Ideally, improving food security should just be not only a question of increasing production, but also a matter of ensuring that the food that is produced is used to the best effect. And when we talk about modernizing agriculture, post harvest handling should be a very important component of the whole value chain; especially when it comes to African countries where many people are exposed to shortage of food.
Despite the ideal, the World Bank report released early March, revealed that in Africa vast amounts of food are wasted during production and processing. This means that countries on the continent still have a long way to go if they have to rely on the sector to position their economies.
Therefore, significant work is to be done by both Governments and stakeholders. This is what happened recently in Rwanda when the Government of Rwanda and the International Fund for Agricultural Development (IFAD) launched a new project that is meant to advance the country’s efforts to reduce post-harvest losses.
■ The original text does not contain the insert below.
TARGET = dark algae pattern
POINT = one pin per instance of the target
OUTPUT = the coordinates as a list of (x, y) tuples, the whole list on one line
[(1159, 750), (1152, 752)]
The Climate Resilient and Post-harvest Agribusiness Support Project (PASP) will target over 32,400 rural households (155,518 people) in 10 districts located in Rwanda’s the north-west, southern and eastern regions will benefit from PASP. The project will provide opportunities for smallholder farmers to acquire the skills, knowledge and access to specialized service providers to create and operate viable businesses capable of delivering larger volumes of improved produce to the market and managing the climate risks in post-production processes.
I can say that such a project is a timely undertaking for various reasons.
First of all, we need to understand Rwanda’s recent move. Under the Government of Rwanda’s Crop Intensification Programme (CIP), the total production of maize, wheat and cassava tripled from 2007 to 2011, the production of beans doubled, and the production of rice and Irish potato rose by 30 per cent. Concurrent with the increase in crop production, Rwanda has also seen a shift towards more commercial agriculture. However, post-harvest losses are recognized as one of the greatest sources of inefficiency in agricultural production in Rwanda; and therefore, one of the best opportunities for effectively improving crop productivity and resilience given the country’s reliance on rainfed agriculture and its vulnerability to climate change.
In a general sense, increasing productivity is one thing, but also maintain the yields in good quality is another thing because without drying and storage facilities , the country’s abundant yields deteriorate and be unable to command a good price, which in turn affect the entire economy which still heavily relies on agriculture. Thus the huge investments by the government in the sector would come to nought if there is no mechanism to contain the production losses.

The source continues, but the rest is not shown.